Anies juga mengimbau kepada para lurah dan camat agar sama-sama menggarisbawahi Empat Pilar MPR RI yakni Pancasila sebagai Dasar Ideologi Negara, UUD NRI 45 sebagai Konstitusi Negara serta ketetapan MPR, NKRI sebagai bentuk Negara dan Bhinneka Tunggal Ika sebagai semboyan negara. Empat Pilar MPR ini bukan hanya untuk diketahui namun lebih dari itu harus diaplikasikan dalam menjalankan tugas sebagai pelayan masyarakat.
Ada tantangan dalam kehidupan berbangsa misal menurunnya toleransi dan munculnya potensi disintegrasi bangsa, ini perlu diantisipasi. Kita lihat struktur problemnya, dari dulu percakapan kita tidak banyak bervariasi karena telinga kita dulu hanya dua, hari ini masing-masing bisa mengungkapkan dengan handphone melalui sosial media. sesungguhnya ini bagian dari proses di dalam masyarakat.
"Kita tumbuh dengan pendidikan yang baik maka harus kembangkan kemampuan berpikir kritis, makin kemampuan berpikir kritisnya tinggi makin sulit ide tak masuk akal tumbuh dan ini harus diterapkan di semua sektor," ujar Anies.
Setelah sambutan Pak Gubernur, Hidayat Nur Wahid memberikan paparan sosialisasi empat pilar. Dalam paparannya Wakil Ketua MPR Hidayat Nur Wahid menyampaikan bahwa kegiatan ini adalah tugas negara dan hak rakyat Indonesia karena hakekatnya indonesia satu untuk semua, semua untuk satu.
Sosialisasi ini dikerjaan MPR berdasar Undang Undang yg menugaskan pada MPR untuk melakukan sosialisasi, tentu sebagai lembaga negara yg membuat Undang Undang maka dia juga yg membuat contoh UU itu dikerjakan, ini adalah pendidikan berwarga Negara.
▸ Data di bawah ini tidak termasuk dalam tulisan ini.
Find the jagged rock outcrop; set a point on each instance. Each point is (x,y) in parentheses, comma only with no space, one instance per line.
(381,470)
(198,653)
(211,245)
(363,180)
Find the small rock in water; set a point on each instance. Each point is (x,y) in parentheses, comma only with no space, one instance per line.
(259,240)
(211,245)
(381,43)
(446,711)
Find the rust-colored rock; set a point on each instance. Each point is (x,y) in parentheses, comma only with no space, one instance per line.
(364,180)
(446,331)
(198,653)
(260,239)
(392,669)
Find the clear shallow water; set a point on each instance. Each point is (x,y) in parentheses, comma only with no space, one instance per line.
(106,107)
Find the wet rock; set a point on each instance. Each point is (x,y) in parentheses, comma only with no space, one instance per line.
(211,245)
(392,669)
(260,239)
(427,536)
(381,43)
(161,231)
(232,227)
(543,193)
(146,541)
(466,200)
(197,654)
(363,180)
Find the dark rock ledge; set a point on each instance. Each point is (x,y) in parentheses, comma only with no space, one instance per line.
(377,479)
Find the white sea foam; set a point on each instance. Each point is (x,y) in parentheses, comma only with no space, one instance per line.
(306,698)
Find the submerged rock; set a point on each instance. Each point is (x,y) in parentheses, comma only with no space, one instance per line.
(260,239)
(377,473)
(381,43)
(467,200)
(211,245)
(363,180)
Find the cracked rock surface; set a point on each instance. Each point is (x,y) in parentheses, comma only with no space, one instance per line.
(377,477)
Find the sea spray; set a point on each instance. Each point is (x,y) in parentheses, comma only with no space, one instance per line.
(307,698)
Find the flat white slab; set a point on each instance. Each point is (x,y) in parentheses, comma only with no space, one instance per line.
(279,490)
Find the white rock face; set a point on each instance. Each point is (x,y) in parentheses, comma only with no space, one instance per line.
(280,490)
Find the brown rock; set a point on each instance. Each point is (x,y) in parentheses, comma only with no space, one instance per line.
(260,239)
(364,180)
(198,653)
"Kedua, kami mendapat fakta banyak pembaharuan (amandemen) dalam Undang Undang, ketika reformasi ada 6 tuntutan salah satunya amandemen UUD, terdiri dari 21 bab 73 pasal 170 ayat normanya begitu banyak yang berubah. Kami harus memahami perubahan ini. Dan dalam amandemen derajad rakyat semakin ditinggikan, contohnya pemilu langsung dan judicial review," jelas HNW.
Melalui pemilu langsung rakyat dapat memilih pemimpinnya sendiri untuk level pemimpin daerah hingga presiden. Ini adalah salah satu contoh dari amandemen yang dilakukan. Hidayat juga menambahkan bahwa Indonesia merupakan negara spesial, Indonesia telah memunculkan toleransi yang luar biasa, maka perlu segarkan terus permasalahan toleransi
Pancasila sebagai rujukan menghadirkan kekokohan bangsa, nilai unggul pancasila ini menjadi tantangan dewasa ini untuk meninggikan nilai dan norma. Hidayat juga sampaikan tentang masalah amandemen UUD.
Hidayat sampaikan bahwa memang ada rekomendasi dari MPR periode 2014&2019 untuk mengkaji kemungkinan lakukan amandemen terbatas, terkait haluan negara. Tapi soal perpanjangan periode Presiden sampai tiga kali, Hidayat sampaikan bahwa itu bukan rekomendasi pimpinan MPR 2019, juga bukan hal yang mendesak.
Bahkan secara pribadi Hidayat sampaikan pendapatnya yang tidak setuju dengan wacana tersebut. Apalagi dengan merujuk pada kenegarawanan dari pak Jusuf Kalla, yang pada tahun 2018 menolak untuk dicawapreskan krn UUD memang membatasi hanya sampai 2 kali saja.